Below are a few of the successful cases in which Labaton Sucharow has been able to effect significant corporate governance changes.
In re Waste Management, Inc. Securities Litigation
In the settlement of the Waste Management case, we achieved critical corporate governance improvements resulting in:
- A stronger and more independent audit committee;
- A board structure with greater accountability;
- Protection for whistleblowers.
In re Bristol-Myers Squibb Securities Litigation
In Bristol-Myers, we won unprecedented corporate governance concessions, including:
- Required public disclosure of the design of all clinical drug trials;
- Required public disclosure on the company's website of the results of all clinical studies on drugs marketed in any country throughout the world.
The Boeing Company Derivative Class Action (Cohen v. Gray)
In this case against the Boeing aircraft company, we achieved a landmark settlement establishing unique corporate governance standards relating to ethics compliance including:
- At least 75 percent of Boeing's Board must be independent under NYSE criteria;
- Board members will receive annual corporate governance training;
- Direct Board supervision of an improved ethics and compliance program;
- Improved Audit Committee oversight of ethics and compliance;
- A $29 million budget dedicated to the implementation and support of these governance reforms.
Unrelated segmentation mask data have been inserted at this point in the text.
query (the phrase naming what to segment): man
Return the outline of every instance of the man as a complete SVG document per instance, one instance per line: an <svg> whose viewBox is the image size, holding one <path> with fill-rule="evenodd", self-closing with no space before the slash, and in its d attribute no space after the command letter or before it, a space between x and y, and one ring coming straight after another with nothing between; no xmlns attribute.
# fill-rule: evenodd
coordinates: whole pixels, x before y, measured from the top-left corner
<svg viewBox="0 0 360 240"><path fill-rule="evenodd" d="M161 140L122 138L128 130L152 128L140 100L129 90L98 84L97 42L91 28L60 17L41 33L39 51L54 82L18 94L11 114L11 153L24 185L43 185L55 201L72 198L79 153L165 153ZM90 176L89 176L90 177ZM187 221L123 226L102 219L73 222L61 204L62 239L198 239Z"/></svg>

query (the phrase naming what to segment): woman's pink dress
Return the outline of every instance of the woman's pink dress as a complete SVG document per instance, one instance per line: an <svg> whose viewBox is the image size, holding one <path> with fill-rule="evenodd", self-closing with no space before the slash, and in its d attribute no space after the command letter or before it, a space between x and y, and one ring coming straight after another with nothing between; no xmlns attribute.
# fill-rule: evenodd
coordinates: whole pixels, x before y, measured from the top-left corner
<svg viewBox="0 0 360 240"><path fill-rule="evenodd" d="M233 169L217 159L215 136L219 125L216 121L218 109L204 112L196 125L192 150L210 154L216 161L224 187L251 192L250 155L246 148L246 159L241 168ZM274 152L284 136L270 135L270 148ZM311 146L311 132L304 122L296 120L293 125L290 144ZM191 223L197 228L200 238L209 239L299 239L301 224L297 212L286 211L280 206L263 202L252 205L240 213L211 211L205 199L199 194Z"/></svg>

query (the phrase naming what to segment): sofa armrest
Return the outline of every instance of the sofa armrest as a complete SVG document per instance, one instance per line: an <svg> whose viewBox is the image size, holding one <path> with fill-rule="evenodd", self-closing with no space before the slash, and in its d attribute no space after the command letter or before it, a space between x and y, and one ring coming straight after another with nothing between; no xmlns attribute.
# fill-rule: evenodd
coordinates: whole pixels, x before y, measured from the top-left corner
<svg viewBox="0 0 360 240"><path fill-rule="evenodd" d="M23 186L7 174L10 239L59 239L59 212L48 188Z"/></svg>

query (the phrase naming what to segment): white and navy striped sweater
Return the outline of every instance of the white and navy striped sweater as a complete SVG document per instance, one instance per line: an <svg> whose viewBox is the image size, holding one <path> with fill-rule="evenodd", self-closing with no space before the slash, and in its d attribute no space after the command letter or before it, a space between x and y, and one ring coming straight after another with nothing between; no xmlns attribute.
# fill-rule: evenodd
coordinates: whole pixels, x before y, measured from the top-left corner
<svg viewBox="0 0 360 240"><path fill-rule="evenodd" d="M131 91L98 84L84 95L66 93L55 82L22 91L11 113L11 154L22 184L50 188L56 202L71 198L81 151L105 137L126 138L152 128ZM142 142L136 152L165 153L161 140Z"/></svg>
In re Vesta Insurance Group Securities Litigation
In settling Vesta, we caused the company to adopt provisions that created:
- A Board with a majority of independent members;
- Increased independence of members of the company's audit, nominating and compensation committees;
- Increased expertise in corporate governance on these committees;
- A more effective audit committee.
In re Orbital Sciences Corp. Securities Litigation
Along with a settlement of $23.5 million and warrants with Orbital Sciences and its auditor, KPMG, we also secured substantial corporate governance changes, including:
- The implementation of measures concerning the company's quarterly review of its financial results;
- Changes to the composition, role, and responsibilities of its Audit and Finance committee;
- The adoption of a board resolution providing guidelines regarding senior executives' exercise and sale of vested stock options.
In re Take-Two Interactive Securities Litigation
Labaton Sucharow secured a $20.1 million settlement along with significant corporate governance reforms that required Take-Two to adopt:
- A "clawback" provision, providing for the recovery of bonus or incentive compensation paid to senior executives in the event that such compensation was awarded based on erroneously reported financial results as an outcome of fraud or other known misconduct by the executives;
- A policy requiring its board of directors to submit for stockholder vote any stockholder rights plan of more than 12 months in duration;
- A bylaw providing that no business may be brought before a stockholder annual meeting by a person other than a stockholder unless such matter has been included in the proxy solicitation materials issued by the company.